Basant tout son graphisme sur l’art mexicain, très chaleureux et chamarré, il nous offre une surenchère de décors sophistiqués et exubérants utilisant les codes des arts précolombiens, aztèques et mayas. En y ajoutant la 3D, il produit un monde visuellement bluffant. Renouant avec l’art local, il nous concocte des personnages tous représentés différemment, avec beaucoup d'invention, d'ornements et d'accessoires, créant ainsi un monde hybride et délirant. Si la plupart ont conservé la texture des poupées locales, majoritairement en bois, d’autres acquièrent celle de la pierre, aussi dure que leur cœur, de la gélatine qui fuit tout autant que leur honnêteté ou de la mousse comme ce bon vivant de Chandeleur, celui qui tient le compte des flammes d’existence, les chandelles allumées ou éteintes. La musique de Gustavo Santaolalla, s’ancrant dans le folklore des mariachis et foisonnant de modernisme, mérite aussi une écoute attentive. De plus, les acteurs prêtant leur voix aux irrésistibles chansons d'amour sont très bons.

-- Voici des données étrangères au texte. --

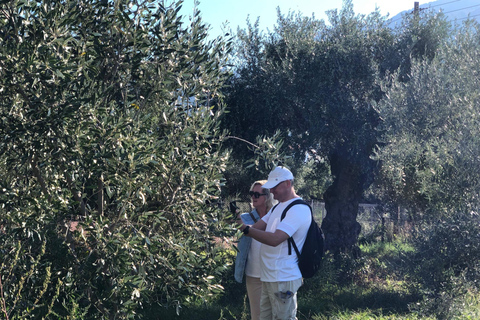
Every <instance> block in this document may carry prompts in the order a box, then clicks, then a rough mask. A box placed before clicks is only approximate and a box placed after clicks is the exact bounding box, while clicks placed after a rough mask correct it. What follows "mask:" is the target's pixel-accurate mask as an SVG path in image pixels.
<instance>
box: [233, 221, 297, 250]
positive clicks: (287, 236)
mask: <svg viewBox="0 0 480 320" xmlns="http://www.w3.org/2000/svg"><path fill="white" fill-rule="evenodd" d="M246 227H247V226H246V225H244V224H242V225H241V226H240V230H241V231H243V230H244V229H245V228H246ZM266 227H267V224H266V223H265V221H263V220H262V219H260V220H258V221H257V222H256V223H255V224H254V225H253V226H250V228H249V229H248V234H247V237H251V238H253V239H255V240H257V241H258V242H261V243H264V244H266V245H269V246H272V247H276V246H278V245H279V244H280V243H282V242H283V241H285V240H287V239H288V238H289V236H288V234H286V233H285V232H284V231H282V230H275V232H269V231H265V228H266Z"/></svg>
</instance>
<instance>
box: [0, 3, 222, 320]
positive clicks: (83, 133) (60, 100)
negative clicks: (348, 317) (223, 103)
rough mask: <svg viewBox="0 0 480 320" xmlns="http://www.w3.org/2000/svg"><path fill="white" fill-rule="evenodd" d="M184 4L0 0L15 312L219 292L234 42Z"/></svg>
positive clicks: (86, 310) (84, 306)
mask: <svg viewBox="0 0 480 320" xmlns="http://www.w3.org/2000/svg"><path fill="white" fill-rule="evenodd" d="M179 5H180V3H174V4H172V5H171V6H168V7H165V6H164V3H163V2H161V3H154V2H153V1H134V0H132V1H129V0H122V1H115V2H108V1H43V2H37V1H9V2H2V4H1V10H0V28H1V30H2V31H1V33H0V35H1V37H0V73H1V74H0V123H1V125H0V135H1V136H2V140H1V142H0V150H1V151H0V168H1V170H0V184H1V193H0V210H1V212H2V214H1V217H2V221H1V224H0V226H1V227H2V231H1V234H0V236H1V240H2V241H1V247H0V248H1V250H2V253H5V254H4V255H3V257H2V259H3V260H2V266H3V265H4V266H11V268H12V269H11V271H8V270H10V269H5V268H2V270H1V276H2V283H3V285H4V288H3V289H4V291H3V292H4V297H2V299H3V300H2V302H5V304H4V305H6V309H7V310H8V311H7V312H10V314H9V318H10V319H19V318H22V319H25V318H27V316H29V317H33V318H39V317H46V316H47V315H48V314H50V317H52V318H55V317H58V318H71V319H77V318H86V319H87V318H88V319H96V318H102V319H104V318H113V317H114V316H115V318H117V319H119V318H122V319H126V318H132V317H139V316H141V314H142V312H143V311H142V309H143V308H146V307H148V306H149V305H155V304H158V305H160V306H163V307H168V306H172V305H173V306H177V307H179V306H180V305H182V304H183V303H186V302H190V301H195V300H197V299H200V300H205V299H209V298H210V297H211V296H212V295H215V294H217V293H219V292H221V290H222V287H221V285H220V284H219V279H220V276H221V274H222V272H223V271H224V270H225V268H226V266H227V264H228V259H226V258H225V256H224V255H221V254H219V252H221V251H222V250H223V249H221V248H220V247H218V246H217V245H216V244H215V240H217V241H218V239H219V238H218V237H220V239H221V236H222V234H223V231H222V230H223V229H224V222H223V219H224V213H223V212H222V211H220V208H219V206H217V205H216V203H217V202H218V196H219V194H220V188H221V186H222V184H223V180H222V178H223V177H222V174H223V171H224V170H225V166H226V162H227V159H228V155H227V154H224V153H222V152H220V149H221V141H222V139H223V138H222V134H221V132H220V130H219V128H218V126H217V123H218V118H219V116H220V114H221V113H222V112H223V107H222V104H221V95H219V89H220V87H221V86H222V85H223V83H224V81H225V79H226V77H227V76H228V75H227V74H226V73H225V68H224V66H225V60H226V53H227V52H228V50H229V49H228V43H225V42H224V41H222V40H221V39H218V40H215V41H213V42H207V41H206V35H207V33H206V26H205V25H204V24H203V23H202V21H201V18H200V16H199V13H198V12H197V13H196V15H195V16H194V17H193V20H192V21H191V22H190V25H188V26H187V27H186V28H184V27H183V25H182V21H181V19H180V17H178V16H177V12H178V9H179ZM41 243H43V244H44V245H45V246H42V245H41ZM11 248H17V249H16V251H15V250H14V251H10V250H11ZM38 248H43V249H41V250H40V249H38ZM15 252H17V253H18V254H16V255H15V254H13V253H15ZM7 253H9V254H7ZM32 268H33V269H32ZM19 279H24V280H22V281H23V282H20V283H22V286H23V287H20V286H19V285H17V284H16V283H17V282H18V281H19ZM42 290H45V292H44V293H42V292H43V291H42ZM13 297H18V299H17V300H15V299H16V298H13ZM36 299H39V300H40V301H36ZM20 306H21V307H20ZM82 314H83V315H82Z"/></svg>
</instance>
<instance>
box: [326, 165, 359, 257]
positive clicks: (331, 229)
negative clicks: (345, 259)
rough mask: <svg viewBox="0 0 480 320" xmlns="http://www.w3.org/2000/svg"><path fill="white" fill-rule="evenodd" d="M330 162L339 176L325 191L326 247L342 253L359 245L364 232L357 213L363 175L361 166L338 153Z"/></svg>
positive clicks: (335, 252)
mask: <svg viewBox="0 0 480 320" xmlns="http://www.w3.org/2000/svg"><path fill="white" fill-rule="evenodd" d="M330 165H331V172H332V175H333V176H334V177H335V178H334V181H333V183H332V185H331V186H330V187H329V188H328V189H327V190H326V191H325V193H324V200H325V209H326V211H327V214H326V216H325V219H324V220H323V223H322V230H323V231H324V233H325V249H326V250H329V251H331V252H334V253H338V252H342V251H345V250H347V249H354V248H356V244H357V241H358V237H359V235H360V231H361V226H360V224H359V223H358V222H357V214H358V205H359V203H360V200H361V197H362V194H363V192H362V181H361V180H362V178H361V177H362V174H361V171H360V170H359V168H358V166H357V165H355V164H353V163H352V162H351V161H349V160H347V159H346V158H342V157H340V156H338V155H334V156H332V157H331V161H330Z"/></svg>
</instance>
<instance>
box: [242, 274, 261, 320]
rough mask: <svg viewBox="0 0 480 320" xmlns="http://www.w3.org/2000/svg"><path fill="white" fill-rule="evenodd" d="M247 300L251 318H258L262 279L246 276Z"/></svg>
mask: <svg viewBox="0 0 480 320" xmlns="http://www.w3.org/2000/svg"><path fill="white" fill-rule="evenodd" d="M245 278H246V282H247V294H248V302H249V304H250V314H251V315H252V320H259V319H260V297H261V295H262V281H260V278H254V277H249V276H246V277H245Z"/></svg>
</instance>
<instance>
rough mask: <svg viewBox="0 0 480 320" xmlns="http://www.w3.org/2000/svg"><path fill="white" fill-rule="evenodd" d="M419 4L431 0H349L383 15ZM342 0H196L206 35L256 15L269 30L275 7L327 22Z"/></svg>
mask: <svg viewBox="0 0 480 320" xmlns="http://www.w3.org/2000/svg"><path fill="white" fill-rule="evenodd" d="M415 1H417V2H419V3H420V5H422V4H425V3H428V2H431V1H433V0H429V1H421V0H352V4H353V10H354V12H355V13H356V14H369V13H371V12H373V11H375V8H376V7H378V8H379V9H380V13H381V14H382V15H383V16H386V15H387V14H389V17H393V16H395V15H396V14H397V13H400V12H402V11H404V10H413V6H414V2H415ZM342 4H343V1H342V0H200V4H199V6H198V7H199V9H200V12H201V16H202V19H203V21H204V22H206V23H208V24H209V25H210V27H211V29H210V32H209V35H210V36H212V37H216V36H219V35H222V34H223V31H224V30H225V31H228V28H227V29H225V28H224V27H223V26H224V24H225V22H227V21H228V27H229V28H230V29H231V30H232V31H233V32H234V33H235V32H236V31H237V27H238V26H240V28H245V27H246V26H247V23H246V20H247V17H249V18H250V22H251V23H252V24H253V23H254V22H255V21H256V19H257V17H260V21H259V23H260V29H261V30H267V29H269V30H273V26H274V25H275V23H276V21H277V7H280V10H281V12H282V13H283V14H287V13H288V12H289V10H290V11H295V12H300V13H302V15H304V16H308V17H311V16H312V14H314V15H315V18H317V19H323V20H325V21H326V22H327V20H328V19H327V15H326V14H325V11H328V10H334V9H338V10H340V9H341V8H342ZM193 7H194V0H184V2H183V8H182V11H181V14H182V15H184V16H186V17H188V16H191V15H192V13H193Z"/></svg>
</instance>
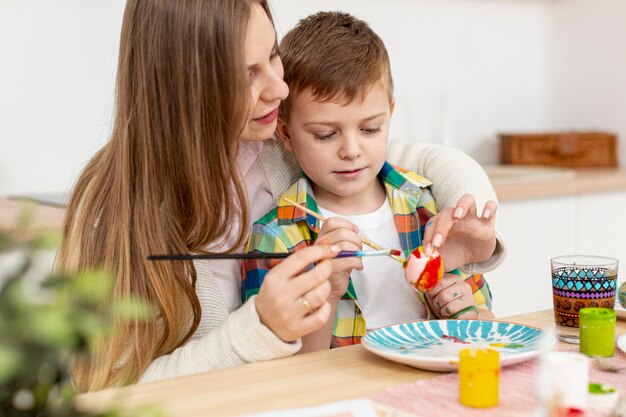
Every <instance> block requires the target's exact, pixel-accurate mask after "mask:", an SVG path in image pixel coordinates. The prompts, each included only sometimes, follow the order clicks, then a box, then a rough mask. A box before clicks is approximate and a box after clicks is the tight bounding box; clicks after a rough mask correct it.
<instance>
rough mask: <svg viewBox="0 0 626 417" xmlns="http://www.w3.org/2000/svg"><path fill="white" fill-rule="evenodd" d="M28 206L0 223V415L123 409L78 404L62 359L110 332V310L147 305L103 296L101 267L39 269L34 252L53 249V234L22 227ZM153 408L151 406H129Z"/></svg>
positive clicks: (56, 415)
mask: <svg viewBox="0 0 626 417" xmlns="http://www.w3.org/2000/svg"><path fill="white" fill-rule="evenodd" d="M31 213H32V209H31V210H28V209H27V210H25V211H24V213H23V215H22V218H21V219H20V221H19V222H18V225H17V226H16V227H15V229H13V230H9V231H6V230H4V231H3V230H0V417H26V416H37V417H69V416H102V417H104V416H109V417H116V416H122V415H129V414H128V413H122V412H120V411H118V410H113V409H112V410H110V411H105V412H99V413H87V412H84V411H79V410H77V409H76V408H75V406H74V401H73V397H74V395H75V392H74V390H73V388H72V385H71V380H70V376H69V372H68V362H69V358H70V356H72V355H76V354H85V353H86V352H87V350H88V347H89V346H90V345H91V344H92V343H94V341H95V339H96V338H97V337H99V336H102V335H105V334H106V333H107V332H111V331H113V328H114V326H113V317H114V316H115V317H116V318H119V319H122V320H145V319H149V318H151V317H152V314H153V313H152V309H151V308H150V306H149V305H147V304H146V303H144V302H142V301H140V300H137V299H133V298H127V299H123V300H119V301H116V302H114V303H112V302H110V300H111V290H112V283H113V282H112V279H111V278H110V277H109V276H107V275H106V274H105V273H103V272H101V271H85V272H82V273H80V274H78V275H75V276H66V275H59V274H55V273H53V272H52V271H50V270H49V269H50V268H48V271H46V272H44V273H42V272H41V265H39V267H38V265H37V259H38V258H37V256H38V255H39V254H41V253H42V252H43V251H46V250H47V251H51V250H54V248H55V247H56V246H57V245H58V242H59V236H58V234H57V233H54V232H47V231H42V232H36V233H34V232H32V231H31V230H29V228H28V224H29V221H30V217H31ZM6 260H10V261H11V262H3V261H6ZM107 300H109V301H107ZM157 414H158V415H161V412H160V411H159V410H158V409H154V408H153V407H150V408H144V409H141V410H137V411H136V412H133V415H134V416H137V415H142V416H147V415H150V416H154V415H157Z"/></svg>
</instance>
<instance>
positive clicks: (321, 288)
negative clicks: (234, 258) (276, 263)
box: [256, 245, 340, 342]
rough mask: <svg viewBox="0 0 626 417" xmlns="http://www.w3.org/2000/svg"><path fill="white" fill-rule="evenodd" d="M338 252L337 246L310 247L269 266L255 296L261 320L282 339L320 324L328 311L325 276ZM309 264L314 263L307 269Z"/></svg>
mask: <svg viewBox="0 0 626 417" xmlns="http://www.w3.org/2000/svg"><path fill="white" fill-rule="evenodd" d="M339 251H340V249H339V247H338V246H330V245H316V246H311V247H308V248H304V249H302V250H299V251H297V252H295V253H294V254H292V255H290V256H289V257H288V258H286V259H285V260H284V261H283V262H281V263H279V264H278V265H276V266H275V267H274V268H272V269H271V270H270V271H269V272H268V273H267V275H266V276H265V279H264V281H263V285H261V288H260V290H259V295H258V297H257V299H256V309H257V312H258V314H259V318H260V320H261V323H263V324H264V325H266V326H267V327H268V328H269V329H270V330H271V331H273V332H274V333H275V334H276V336H278V337H279V338H281V339H282V340H284V341H285V342H290V341H293V340H296V339H297V338H299V337H302V336H304V335H306V334H309V333H311V332H313V331H315V330H318V329H319V328H321V327H322V326H324V324H326V323H327V322H328V319H329V317H330V313H331V308H330V304H329V303H328V297H329V295H330V292H331V284H330V281H329V278H330V276H331V274H332V273H333V271H334V270H333V265H332V263H331V261H330V259H332V258H334V257H335V256H337V253H339ZM312 264H317V265H315V267H313V268H311V269H309V270H307V269H308V268H309V267H310V266H311V265H312Z"/></svg>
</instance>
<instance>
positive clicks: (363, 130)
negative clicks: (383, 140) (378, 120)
mask: <svg viewBox="0 0 626 417" xmlns="http://www.w3.org/2000/svg"><path fill="white" fill-rule="evenodd" d="M361 130H362V131H363V132H365V134H367V135H373V134H374V133H380V126H376V127H366V128H363V129H361Z"/></svg>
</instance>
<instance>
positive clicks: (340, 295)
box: [315, 217, 363, 301]
mask: <svg viewBox="0 0 626 417" xmlns="http://www.w3.org/2000/svg"><path fill="white" fill-rule="evenodd" d="M358 232H359V229H358V227H356V225H354V224H353V223H351V222H349V221H348V220H346V219H342V218H341V217H331V218H329V219H326V220H325V221H324V224H323V225H322V229H321V230H320V233H319V235H318V238H317V241H316V242H315V244H316V245H333V246H338V247H339V248H340V249H341V250H342V251H343V250H361V248H362V246H361V238H360V237H359V235H358ZM330 263H331V264H332V266H333V273H332V274H331V276H330V284H331V286H332V289H331V291H330V295H329V297H328V299H329V301H337V300H339V299H340V298H341V297H342V296H343V295H344V294H345V293H346V290H347V289H348V282H349V281H348V280H349V278H350V273H351V272H352V270H353V269H357V270H359V271H360V270H362V269H363V261H362V260H361V258H357V257H356V256H354V257H350V258H338V259H333V260H332V261H330Z"/></svg>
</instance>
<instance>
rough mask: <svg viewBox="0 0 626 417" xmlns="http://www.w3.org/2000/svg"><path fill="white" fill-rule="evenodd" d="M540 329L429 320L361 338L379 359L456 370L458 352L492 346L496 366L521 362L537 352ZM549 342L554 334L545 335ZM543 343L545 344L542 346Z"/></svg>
mask: <svg viewBox="0 0 626 417" xmlns="http://www.w3.org/2000/svg"><path fill="white" fill-rule="evenodd" d="M544 335H546V332H544V331H543V330H541V329H537V328H535V327H530V326H525V325H523V324H515V323H507V322H501V321H489V320H429V321H414V322H409V323H402V324H395V325H393V326H387V327H381V328H380V329H376V330H374V331H372V332H370V333H368V334H366V335H365V337H363V339H362V343H363V346H364V347H365V349H367V350H369V351H370V352H373V353H375V354H377V355H379V356H382V357H383V358H386V359H389V360H392V361H395V362H400V363H404V364H406V365H410V366H413V367H415V368H420V369H426V370H429V371H443V372H448V371H456V370H457V368H458V361H459V359H458V358H459V351H461V350H462V349H467V348H470V347H477V348H490V349H496V350H498V351H499V352H500V365H501V366H506V365H511V364H514V363H519V362H523V361H525V360H528V359H530V358H532V357H535V356H537V355H538V354H539V351H540V348H541V346H542V345H544V344H543V342H542V339H543V336H544ZM548 337H549V338H550V339H549V344H550V345H551V344H553V343H554V337H553V336H548ZM544 346H545V345H544Z"/></svg>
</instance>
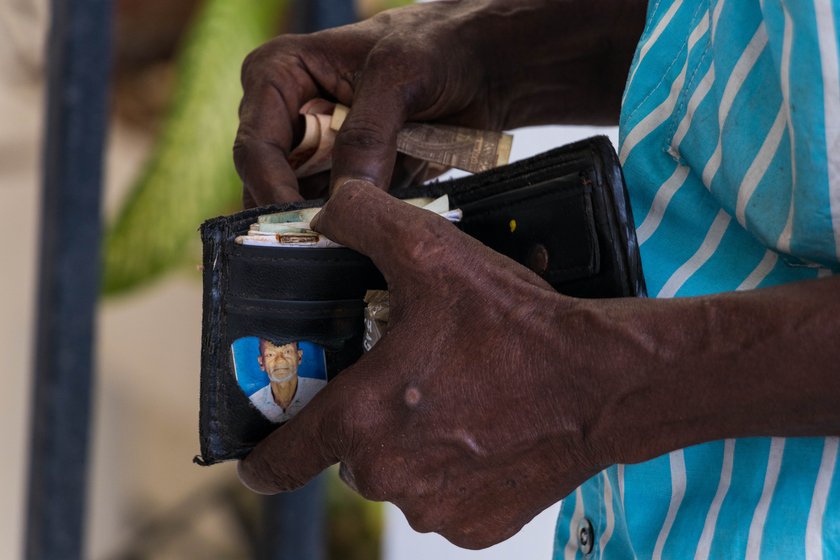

La construction de ce film nous narre, un peu à la façon des "Tableaux" de Moussorgski, avec un préambule suivi de différents chapitres ponctués de retour de retour au musée, une légende dans l’histoire. Quoique ? A-t-on véritablement quitté la légende ? En est-ce une ? Comme toutes les légendes, ce récit balaie toutes les attitudes humaines dans un but didactique. Le Bien doit triompher, la fin doit être apaisée. Mais que de détails à examiner. Qu’en est-il de l’amitié quand la jalousie vient écorner l’amour ?, quand le devoir, la raison ou l’obéissance aux prétentions familiales viennent dire leur mot ? Manolo, tiraillé entre les espoirs de sa famille et les élans de son cœur, mis au défi par les dieux, devra partir au-delà des mondes et affronter ses plus grandes peurs afin de conquérir le cœur de sa bien-aimée. Il devra vaincre le machisme si répandu, la sournoiserie d’un dieu malveillant… Au cours de sa terrible odyssée, il côtoiera la forfanterie de ceux qui ont du courage en ne prenant pas de risques, la muflerie de ceux qui considèrent que la galanterie se résume à un sifflet admiratif. Il y trouvera le réconfort du respect des anciens, la difficulté de vouloir être libre dans ses choix de vie. Que de belles leçons si bien décrites. Un peu comme Orphée, Manolo va user de son astuce, de son courage et de son chant pour apaiser les enfers et vaincre les obstacles qui se dressent devant lui.
Dans cet univers riche et créatif, cette histoire, ironique parfois, malicieuse souvent, pleine de finesse, nous emmène de l’autre côté de notre miroir, pour y scruter d’intéressantes figures humaines, caricatures truculentes mais combien réelles.